Location: 60 Fifth Avenue, Room 7th Floor Open Space
Videoconference link: https://nyu.zoom.us/j/97187503557

Date: Wednesday, May 4, 2022

You can’t train GPT-3 on a single GPU, much less tune its hyperparameters (HPs). But actually: you *can* tune its HPs on a single GPU — even if you can’t train it that way!
This talk consists of 1 hour of generalist content for practitioners and researchers alike, followed by an optional 1 hour of specialist/theoretically-oriented content.
In the first hour, I’ll describe how, in the so-called “maximal update parametrization” (abbreviated µP), narrow and wide neural networks share the same set of optimal hyperparameters. This lets us tune any large model by just tuning a small version of it — we call this µTransfer.
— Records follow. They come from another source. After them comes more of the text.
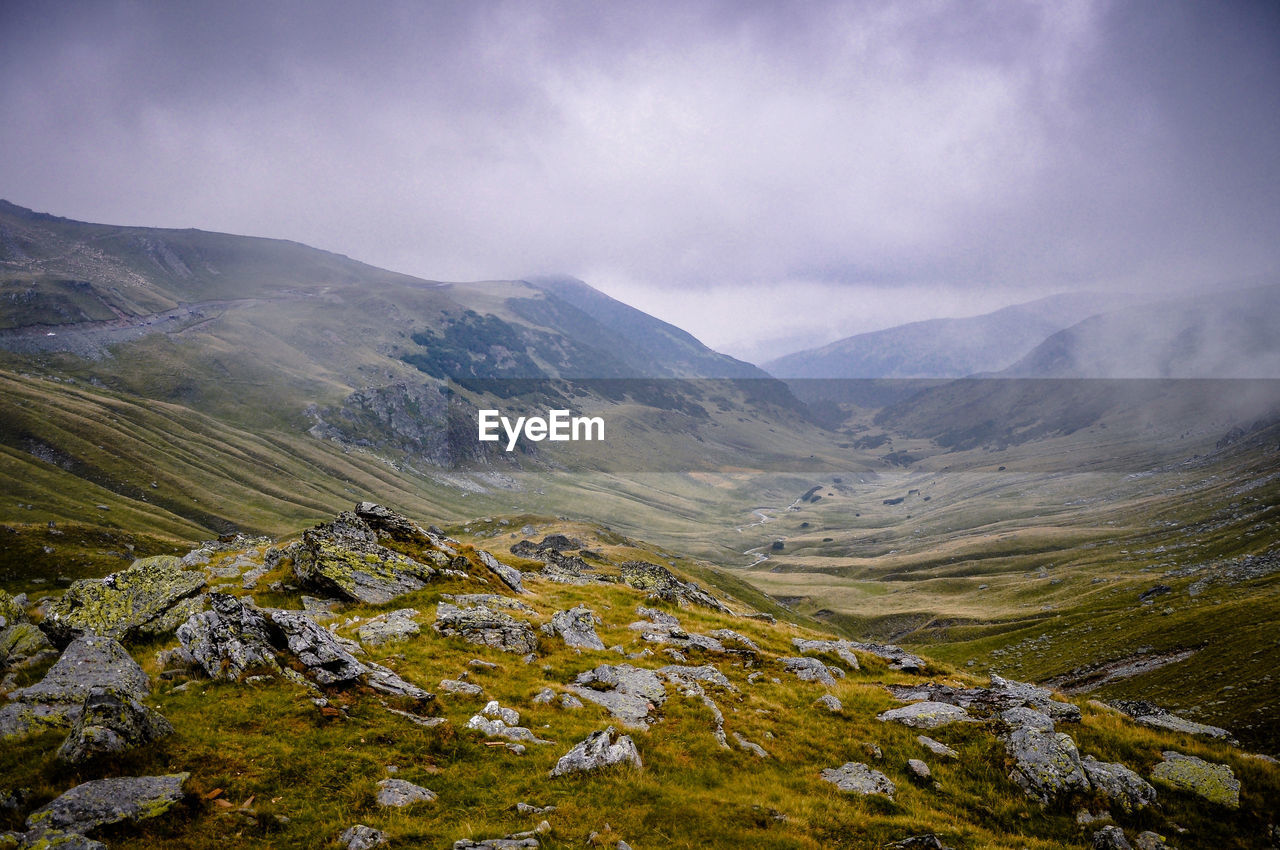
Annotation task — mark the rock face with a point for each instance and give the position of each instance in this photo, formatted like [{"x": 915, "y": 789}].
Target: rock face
[
  {"x": 110, "y": 723},
  {"x": 1046, "y": 764},
  {"x": 576, "y": 626},
  {"x": 228, "y": 640},
  {"x": 1120, "y": 785},
  {"x": 927, "y": 714},
  {"x": 101, "y": 801},
  {"x": 398, "y": 794},
  {"x": 151, "y": 598},
  {"x": 58, "y": 699},
  {"x": 389, "y": 627},
  {"x": 343, "y": 558},
  {"x": 598, "y": 750},
  {"x": 855, "y": 777},
  {"x": 1215, "y": 782},
  {"x": 662, "y": 584},
  {"x": 629, "y": 693},
  {"x": 485, "y": 627}
]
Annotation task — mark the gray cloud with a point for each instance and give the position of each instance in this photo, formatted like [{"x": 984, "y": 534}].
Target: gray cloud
[{"x": 880, "y": 160}]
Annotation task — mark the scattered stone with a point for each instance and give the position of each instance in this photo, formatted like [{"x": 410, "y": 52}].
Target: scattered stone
[
  {"x": 627, "y": 693},
  {"x": 855, "y": 777},
  {"x": 919, "y": 769},
  {"x": 485, "y": 627},
  {"x": 361, "y": 837},
  {"x": 343, "y": 558},
  {"x": 1046, "y": 764},
  {"x": 598, "y": 750},
  {"x": 389, "y": 627},
  {"x": 110, "y": 723},
  {"x": 810, "y": 670},
  {"x": 576, "y": 626},
  {"x": 1110, "y": 839},
  {"x": 1215, "y": 782},
  {"x": 937, "y": 748},
  {"x": 926, "y": 714},
  {"x": 842, "y": 649},
  {"x": 662, "y": 584},
  {"x": 465, "y": 689},
  {"x": 1119, "y": 784},
  {"x": 400, "y": 794},
  {"x": 228, "y": 640},
  {"x": 149, "y": 599},
  {"x": 101, "y": 801}
]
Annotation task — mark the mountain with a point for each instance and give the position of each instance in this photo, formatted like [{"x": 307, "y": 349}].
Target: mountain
[{"x": 942, "y": 347}]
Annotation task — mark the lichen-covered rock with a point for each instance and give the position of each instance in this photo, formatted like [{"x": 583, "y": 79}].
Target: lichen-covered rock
[
  {"x": 151, "y": 598},
  {"x": 1215, "y": 782},
  {"x": 391, "y": 627},
  {"x": 927, "y": 714},
  {"x": 842, "y": 649},
  {"x": 631, "y": 694},
  {"x": 231, "y": 639},
  {"x": 855, "y": 777},
  {"x": 810, "y": 670},
  {"x": 361, "y": 837},
  {"x": 576, "y": 626},
  {"x": 400, "y": 794},
  {"x": 485, "y": 627},
  {"x": 1046, "y": 764},
  {"x": 1119, "y": 784},
  {"x": 110, "y": 723},
  {"x": 662, "y": 584},
  {"x": 510, "y": 576},
  {"x": 343, "y": 558},
  {"x": 598, "y": 750},
  {"x": 100, "y": 801}
]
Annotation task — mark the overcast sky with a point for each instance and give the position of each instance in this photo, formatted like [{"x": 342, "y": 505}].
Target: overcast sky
[{"x": 767, "y": 176}]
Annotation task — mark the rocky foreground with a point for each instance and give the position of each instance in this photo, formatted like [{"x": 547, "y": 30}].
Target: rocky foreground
[{"x": 586, "y": 672}]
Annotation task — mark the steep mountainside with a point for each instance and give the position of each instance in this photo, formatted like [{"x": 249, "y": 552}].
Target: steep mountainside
[{"x": 942, "y": 347}]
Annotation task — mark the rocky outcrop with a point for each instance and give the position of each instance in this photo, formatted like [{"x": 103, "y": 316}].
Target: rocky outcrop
[
  {"x": 576, "y": 626},
  {"x": 484, "y": 626},
  {"x": 662, "y": 584},
  {"x": 1215, "y": 782},
  {"x": 58, "y": 699},
  {"x": 927, "y": 714},
  {"x": 855, "y": 777},
  {"x": 110, "y": 723},
  {"x": 231, "y": 639},
  {"x": 599, "y": 750},
  {"x": 149, "y": 599},
  {"x": 343, "y": 558}
]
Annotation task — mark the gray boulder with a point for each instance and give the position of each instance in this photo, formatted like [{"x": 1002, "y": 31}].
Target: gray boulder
[
  {"x": 627, "y": 693},
  {"x": 389, "y": 627},
  {"x": 400, "y": 794},
  {"x": 151, "y": 598},
  {"x": 343, "y": 558},
  {"x": 1215, "y": 782},
  {"x": 926, "y": 714},
  {"x": 1120, "y": 785},
  {"x": 855, "y": 777},
  {"x": 576, "y": 626},
  {"x": 101, "y": 801},
  {"x": 112, "y": 723},
  {"x": 1046, "y": 764},
  {"x": 228, "y": 640},
  {"x": 599, "y": 750},
  {"x": 361, "y": 837},
  {"x": 485, "y": 627}
]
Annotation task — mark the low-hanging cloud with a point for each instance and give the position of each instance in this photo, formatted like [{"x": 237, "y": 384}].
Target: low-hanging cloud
[{"x": 869, "y": 150}]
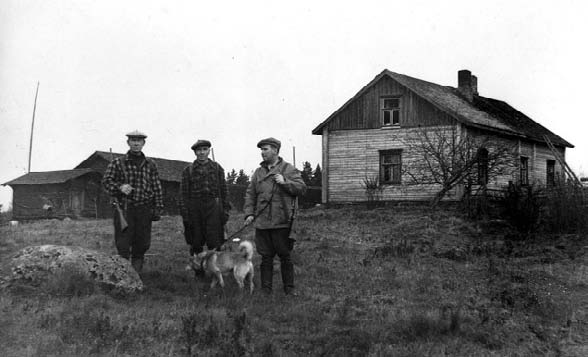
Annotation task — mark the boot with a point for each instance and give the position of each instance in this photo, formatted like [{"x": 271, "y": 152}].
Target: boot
[
  {"x": 287, "y": 269},
  {"x": 267, "y": 274},
  {"x": 137, "y": 264}
]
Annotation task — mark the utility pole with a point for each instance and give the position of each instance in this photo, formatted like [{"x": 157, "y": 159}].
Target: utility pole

In particular, this allowed us to tune the 6.7 billion parameter version of GPT-3 using only 7% of its pretraining compute budget, and with some asterisks, we get a performance comparable to the original GPT-3 model with twice the parameter count.
In the second hour, I’ll discuss how the study of infinite-width neural networks, in particular the feature learning limit, led to the discovery of µP and µTransfer. Furthermore, going beyond width, I’ll formulate the *Optimal Scaling Thesis* that connects infinite-size limits for general notions of “size” to the optimal design of large models in practice, illustrating a way for theory to reliably guide the future of AI.